Falling Dollar
See here for background on our "lemming dollars" as they are poised on the precipice."Given the number of people who have refinanced their homes with floating-rate mortgages, the falling dollar is a kind of sword of Damocles, getting closer and closer to their heads," Mr. Rothkopf [a former Clinton Commerce Department official] said. "And with any kind of sudden market disruption - caused by anything from a terror attack to signs that a big country has gotten queasy about buying dollars - the bubble could burst in a very unpleasant way."
Why is that sword getting closer? Because global markets are realizing that we have two major vulnerabilities that this administration doesn't want to address: We are importing too much oil, so the dollar's strength is being sapped as oil prices continue to rise. And we are importing too much capital, because we are saving too little and spending too much, as both a society and a government.

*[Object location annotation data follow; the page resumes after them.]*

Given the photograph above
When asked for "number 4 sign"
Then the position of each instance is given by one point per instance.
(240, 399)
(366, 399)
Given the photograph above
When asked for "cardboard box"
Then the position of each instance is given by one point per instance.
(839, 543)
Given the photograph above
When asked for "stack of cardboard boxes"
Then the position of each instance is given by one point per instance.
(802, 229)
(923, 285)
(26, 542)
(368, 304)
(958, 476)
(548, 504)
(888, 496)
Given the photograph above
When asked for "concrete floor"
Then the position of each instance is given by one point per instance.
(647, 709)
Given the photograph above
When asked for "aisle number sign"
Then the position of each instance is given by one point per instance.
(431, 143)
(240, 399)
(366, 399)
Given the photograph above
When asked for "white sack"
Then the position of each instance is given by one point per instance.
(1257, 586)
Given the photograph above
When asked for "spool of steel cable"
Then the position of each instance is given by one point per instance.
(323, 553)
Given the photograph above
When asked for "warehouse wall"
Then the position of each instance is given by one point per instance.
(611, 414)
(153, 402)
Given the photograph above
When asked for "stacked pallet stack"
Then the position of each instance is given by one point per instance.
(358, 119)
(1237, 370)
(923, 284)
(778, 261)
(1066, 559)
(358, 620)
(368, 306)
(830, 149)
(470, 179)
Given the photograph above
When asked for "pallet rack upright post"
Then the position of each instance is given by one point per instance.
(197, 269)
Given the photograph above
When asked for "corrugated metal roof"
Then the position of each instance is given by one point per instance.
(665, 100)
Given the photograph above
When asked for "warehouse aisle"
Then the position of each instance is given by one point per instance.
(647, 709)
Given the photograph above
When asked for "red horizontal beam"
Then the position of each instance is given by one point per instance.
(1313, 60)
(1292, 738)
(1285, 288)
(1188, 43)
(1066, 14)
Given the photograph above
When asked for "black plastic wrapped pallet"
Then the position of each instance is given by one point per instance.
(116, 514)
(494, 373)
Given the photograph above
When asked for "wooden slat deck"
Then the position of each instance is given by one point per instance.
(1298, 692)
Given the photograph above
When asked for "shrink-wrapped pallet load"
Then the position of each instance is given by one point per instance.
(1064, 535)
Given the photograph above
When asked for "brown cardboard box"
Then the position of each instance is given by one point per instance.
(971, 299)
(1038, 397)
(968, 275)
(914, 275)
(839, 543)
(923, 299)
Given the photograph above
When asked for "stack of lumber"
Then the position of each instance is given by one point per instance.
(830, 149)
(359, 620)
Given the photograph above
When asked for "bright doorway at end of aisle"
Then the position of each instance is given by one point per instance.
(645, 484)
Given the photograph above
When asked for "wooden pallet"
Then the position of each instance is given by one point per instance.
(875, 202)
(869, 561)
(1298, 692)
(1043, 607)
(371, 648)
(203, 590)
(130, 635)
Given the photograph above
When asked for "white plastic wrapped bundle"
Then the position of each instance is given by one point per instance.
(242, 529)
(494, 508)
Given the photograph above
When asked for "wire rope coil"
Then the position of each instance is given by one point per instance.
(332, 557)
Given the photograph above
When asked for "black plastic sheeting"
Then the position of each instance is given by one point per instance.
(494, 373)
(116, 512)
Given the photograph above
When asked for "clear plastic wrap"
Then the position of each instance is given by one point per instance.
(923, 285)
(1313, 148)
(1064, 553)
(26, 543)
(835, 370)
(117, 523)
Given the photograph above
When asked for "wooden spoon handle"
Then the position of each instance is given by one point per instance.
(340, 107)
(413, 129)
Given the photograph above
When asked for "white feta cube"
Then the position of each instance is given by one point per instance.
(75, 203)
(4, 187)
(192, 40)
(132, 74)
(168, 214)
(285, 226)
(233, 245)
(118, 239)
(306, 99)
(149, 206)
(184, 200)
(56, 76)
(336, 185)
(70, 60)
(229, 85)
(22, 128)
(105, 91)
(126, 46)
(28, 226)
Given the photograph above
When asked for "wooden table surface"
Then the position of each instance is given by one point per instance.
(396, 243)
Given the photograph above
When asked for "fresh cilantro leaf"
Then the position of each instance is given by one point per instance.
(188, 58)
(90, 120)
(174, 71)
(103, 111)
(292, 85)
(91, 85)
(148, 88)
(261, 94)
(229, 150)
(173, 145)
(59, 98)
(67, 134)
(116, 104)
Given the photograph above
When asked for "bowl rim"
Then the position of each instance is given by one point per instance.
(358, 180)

"When people ask what we are doing about these twin vulnerabilities, they have a hard time coming up with an answer," noted Robert Hormats, the vice chairman of Goldman Sachs International. "There is no energy policy and no real effort to reduce our voracious demand of foreign capital. The U.S. pulled in 80 percent of total world savings last year [largely to finance our consumption]." That's a big reason why some "43 percent of all U.S. Treasury bills, notes and bonds are now held by foreigners," Mr. Hormats said.